The curse of scentlessness is sometimes removed when the modern hybrid roses are crossed with old roses. Wilder’s language then rivals that of the wine connoisseur when she describes certain hybrids of intricate and complex old-rose ancestry. In one instance she invites us to smell and detect “the odours of spice and musk and of honey, even that of Violets . . . and a whole gamut of fruity odours.”
Like Jekyll, Earle, and other garden writers who grew up playing in a garden, Wilder’s happy recollections of her youthful associations with nature and place reinforce one of the themes running throughout these pages: if there is such a thing as a horticultural gene, it is powerfully nurtured by the privilege of having been born into a gardening family and having lived in a home with a beautiful garden. In citing a repertoire of fragrant roses, Wilder says:
In the Maryland garden of my youth we grew only Teas and Noisettes and I remember that splendid Rose of the latter class, Maréchal Niel, that wound a vigorous wreath about the library windows, was called the Strawberry Rose, because its pointed golden buds so realistically suggested the pungent odour of ripe Strawberries, and that the Tea Rose, Safrano, my mother’s favourite, had distinctly the spicy breath of the Scotch Pinks that edged the bed. . . . The Box bushes grew tall in my grandfather’s garden in Massachusetts, which has been little changed in outline for more than a hundred years. Their sharp scent seemed to bring about a special atmosphere of apartness and mystery, and when mingled with the simpler scents of herbs and the old time Roses, after a shower or an early frost, the odours of this lovely old garden would be raised to such a pitch of oriental richness that one felt transported straight out of green and white New England to the glamorous East. And to a small person creeping through the white gate to play, the usual game of young matron tidily keeping house beneath the Grape vine and competently managing a large family of dolls, seemed no longer fitting. Instead a distraught lady out of the Arabian Nights glided with lissome grace up and down the straight paths, a fantastic head dress of Hollyhocks masking pigtails, a Lily scepter in her hand.

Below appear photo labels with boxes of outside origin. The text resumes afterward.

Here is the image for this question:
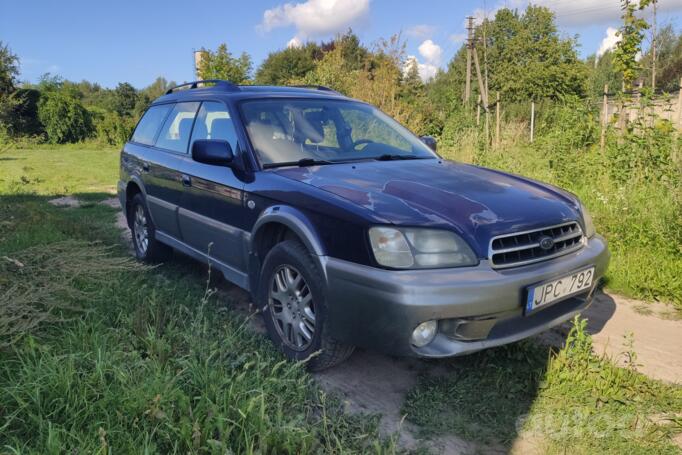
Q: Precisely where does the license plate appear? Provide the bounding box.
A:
[525,267,594,314]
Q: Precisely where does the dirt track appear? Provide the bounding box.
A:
[98,200,682,453]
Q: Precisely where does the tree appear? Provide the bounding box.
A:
[38,88,93,144]
[613,0,651,90]
[199,43,252,84]
[639,25,682,92]
[0,41,19,96]
[476,6,587,101]
[110,82,138,116]
[585,51,623,97]
[256,43,321,85]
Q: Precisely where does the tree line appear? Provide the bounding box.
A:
[0,0,682,144]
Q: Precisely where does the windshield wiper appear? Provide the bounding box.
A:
[374,153,426,161]
[263,158,334,169]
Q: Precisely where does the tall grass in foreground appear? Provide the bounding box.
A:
[441,101,682,309]
[0,195,395,454]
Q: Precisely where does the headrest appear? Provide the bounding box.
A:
[294,111,327,144]
[178,118,194,139]
[211,118,234,141]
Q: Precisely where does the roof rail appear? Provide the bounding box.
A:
[166,79,239,95]
[289,85,341,95]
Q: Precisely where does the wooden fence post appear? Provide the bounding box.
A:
[530,101,535,143]
[677,77,682,131]
[495,92,500,148]
[599,84,609,150]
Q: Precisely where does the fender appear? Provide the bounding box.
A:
[119,174,154,223]
[249,205,327,290]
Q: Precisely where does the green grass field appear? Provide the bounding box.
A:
[0,145,682,455]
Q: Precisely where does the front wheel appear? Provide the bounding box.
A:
[258,240,353,371]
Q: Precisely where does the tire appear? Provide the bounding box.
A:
[127,193,172,263]
[257,240,354,371]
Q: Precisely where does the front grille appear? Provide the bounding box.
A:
[488,221,583,268]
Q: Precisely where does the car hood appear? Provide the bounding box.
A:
[276,159,580,257]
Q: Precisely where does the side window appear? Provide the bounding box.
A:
[190,101,237,153]
[156,102,199,153]
[130,104,173,145]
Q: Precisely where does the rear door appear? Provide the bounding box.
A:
[178,101,248,282]
[143,102,199,239]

Thus are the imprinted memories of childhood the future gardener’s lucky inheritance.
Nurserymen in the Garden
BESIDES being businesspersons, some nurserymen have gone beyond their occupational responsibility of offering catalogue lists of their botanical offerings and ventured into the realm of garden writing. Particularly in the nineteenth century—a time that saw an explosion of new plant varieties coming into cultivation and the consequent development of a thriving nursery industry—a rising middle class, as yet unsure of how to lay out and ornament the grounds of newly acquired properties, formed a readership eager for instruction in the design and planting of gardens. It is not surprising to find the occasional nurseryman enlarging his traditional role and joining the ranks of the Loudons and other authors of encyclopedic garden books as a purveyor of botanical information, tasteful design advice, and practical horticultural knowledge.
Andrew Jackson Downing
The son of a nurseryman in Newburgh, New York, Andrew Jackson Downing (1815–1852) acquired a thorough knowledge of botany and the principles of landscape gardening before setting forth on a self-proclaimed mission to instruct new rural property owners on how to build their homes and landscape their villa grounds with taste—that genteel decorative sensibility that spelled social refinement.
In 1841, while still running the family nursery business, Downing published his first book, A Treatise on the Theory and Practice of Landscape Gardening, Adapted to North America. Its critical and commercial success as the first book of its kind in America gained him widespread recognition as a horticultural and landscape-design authority. Cottage Residences (1842), Fruits and Fruit Trees of America (1845), and The Architecture of Country Houses (1850) followed.
Beginning in 1846 Downing’s magazine, The Horticulturist, gave him a literary platform from which to dispense horticultural information and promote his landscape-design theories. In a stream of regular articles he discussed the best methods of transplanting trees, enriching soil, fertilizing orchards, growing vegetables, producing wine, constructing ice houses and greenhouses, designing rural villas, and landscaping their grounds. In 1853, a year after his untimely death, Downing’s best articles in The Horticulturist were collected in a single volume published as Rural Essays (1853). This book provides an important perspective on the degree of attention nineteenth-century Americans gave to landscape design as a core component of urban and regional planning, a sphere that encompassed the country’s first suburbs, parks, parkways, and rural cemeteries, all of which were social responses to the rapidly industrializing new metropolis. The essays also provide revealing glimpses of mid-nineteenth-century American cultural mores and social attitudes.
In the essay titled “On Feminine Taste in Rural Affairs,” Downing takes up the theme of women in the garden. “What is the reason American ladies don’t love to work in their gardens?” he asks. The answer is:
They may love to ‘potter’ a little. Three or four times in the spring they take a fancy to examine the color of the soil a few inches below the surface; they sow some China Asters, and plant a few Dahlias, and it is all over. Love flowers, with all their hearts, they certainly do. Few things are more enchanting to them than a fine garden; and bouquets on their centre tables are positive necessities, with every lady, from Maine to the Rio Grande.